I’m pregnant. With his children. Three of them. And he sees me as nothing more than a vault he picked open and looted. And Dulcie… she was helping him the whole time?
I slip out while they’re distracted, somehow managing not to scream, not to break, not to collapse. My heels echo faintly through the hall as I escape the dark maze beneath our estate.
Once I’m outside, the night air hits me like a slap. I clutch my stomach, trying to calm the storm raging inside me. My babies. I have to think of them. Not him. Not her. Not the betrayal boiling in my throat.
For a split second, the darkness whispers that it would be easier to disappear. To end this. But then I feel it—one small flutter in my belly.
I choke on a sob.
No. I’m not going to die.
Not for a man who sees me as a pawn.
Not for a best friend who traded me for a crown.
I return home, barely functioning. The walls feel the same, but everything inside me has changed.
Reagan is already there. Of course he is. Cool. Composed. A fucking iceberg in human skin.
“You look pale,” he says, eyes scanning me like a threat under a microscope. “Everything alright?”

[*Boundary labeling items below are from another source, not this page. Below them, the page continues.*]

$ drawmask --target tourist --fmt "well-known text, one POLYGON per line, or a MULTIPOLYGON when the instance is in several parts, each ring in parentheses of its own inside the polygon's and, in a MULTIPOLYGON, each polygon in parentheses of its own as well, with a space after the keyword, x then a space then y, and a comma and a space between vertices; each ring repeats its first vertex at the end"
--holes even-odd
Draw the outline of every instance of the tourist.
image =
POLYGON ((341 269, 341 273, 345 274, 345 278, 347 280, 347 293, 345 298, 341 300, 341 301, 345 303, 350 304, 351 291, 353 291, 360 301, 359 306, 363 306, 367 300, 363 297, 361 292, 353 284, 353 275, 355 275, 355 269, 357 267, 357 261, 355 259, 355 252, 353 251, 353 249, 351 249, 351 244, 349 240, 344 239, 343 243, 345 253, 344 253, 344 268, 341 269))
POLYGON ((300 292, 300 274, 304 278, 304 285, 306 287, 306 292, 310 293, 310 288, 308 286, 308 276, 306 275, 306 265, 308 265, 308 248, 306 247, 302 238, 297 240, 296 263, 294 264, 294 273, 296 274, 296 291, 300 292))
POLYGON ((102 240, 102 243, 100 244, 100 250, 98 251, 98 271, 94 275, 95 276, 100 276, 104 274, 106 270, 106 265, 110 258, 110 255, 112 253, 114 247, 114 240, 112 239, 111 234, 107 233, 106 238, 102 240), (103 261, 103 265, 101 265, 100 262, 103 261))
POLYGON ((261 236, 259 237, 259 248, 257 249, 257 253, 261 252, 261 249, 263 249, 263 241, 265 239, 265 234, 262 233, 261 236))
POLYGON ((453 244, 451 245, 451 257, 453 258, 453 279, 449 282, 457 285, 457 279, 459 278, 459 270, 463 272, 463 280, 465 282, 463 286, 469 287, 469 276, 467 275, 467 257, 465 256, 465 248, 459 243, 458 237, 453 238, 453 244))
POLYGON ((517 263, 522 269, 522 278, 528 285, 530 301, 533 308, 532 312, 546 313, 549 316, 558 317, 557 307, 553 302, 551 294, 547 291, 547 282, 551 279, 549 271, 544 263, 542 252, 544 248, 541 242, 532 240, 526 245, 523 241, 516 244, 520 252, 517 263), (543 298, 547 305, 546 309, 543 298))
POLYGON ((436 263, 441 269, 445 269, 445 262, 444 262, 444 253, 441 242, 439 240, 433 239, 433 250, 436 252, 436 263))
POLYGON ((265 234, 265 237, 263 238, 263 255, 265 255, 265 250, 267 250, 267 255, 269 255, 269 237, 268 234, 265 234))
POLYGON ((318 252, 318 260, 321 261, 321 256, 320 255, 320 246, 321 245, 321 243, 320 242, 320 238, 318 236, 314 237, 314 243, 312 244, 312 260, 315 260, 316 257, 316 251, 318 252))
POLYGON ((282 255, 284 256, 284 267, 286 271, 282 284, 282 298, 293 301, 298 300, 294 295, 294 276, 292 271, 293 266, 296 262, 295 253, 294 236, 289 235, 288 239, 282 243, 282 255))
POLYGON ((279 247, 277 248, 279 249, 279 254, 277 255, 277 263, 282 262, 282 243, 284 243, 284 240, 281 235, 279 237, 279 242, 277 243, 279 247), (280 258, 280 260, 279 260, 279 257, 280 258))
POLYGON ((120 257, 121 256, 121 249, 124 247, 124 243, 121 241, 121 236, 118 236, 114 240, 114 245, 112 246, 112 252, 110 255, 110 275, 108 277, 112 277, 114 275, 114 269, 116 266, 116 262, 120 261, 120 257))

“Just tired,” I mutter, voice dull.
“Dulcie’s back, by the way,” he says casually. “She’s hosting a gala this weekend and wants you there.”
I blink slowly. Dulcie wants me there? After everything I just heard?
“She said she misses you,” he adds, like poison laced with sugar. “You two have been distant lately, haven’t you? She just wants things to go back to normal.”
Normal?
I nearly laugh. He’s testing me. Manipulating the narrative already—trying to gaslight me into thinking Dulcie and I just drifted apart… not that she stabbed me in the back.
I nod. What else can I do? Say no? He’ll twist it into some emotional guilt trap.
“Sure,” I whisper.
His eyes light up like he’s just won again. He steps closer, tries to kiss me—but I turn my face at the last second, his lips brushing my cheek.
“I’m exhausted,” I say, flat.
He studies me for a second, something calculating flickering behind his perfect smile. But he doesn’t push. Just hums, then pulls me into his arms.
“You’ll see,” he murmurs, stroking my hair. “This is all for us.”
I lie there, stiff in his arms, staring at the ceiling. His breath evens out as he drifts off.
And I swear to God—I will never forget this moment.
You used me, Reagan.
You played me.
You turned my best friend into my enemy.
But you have no idea who you married.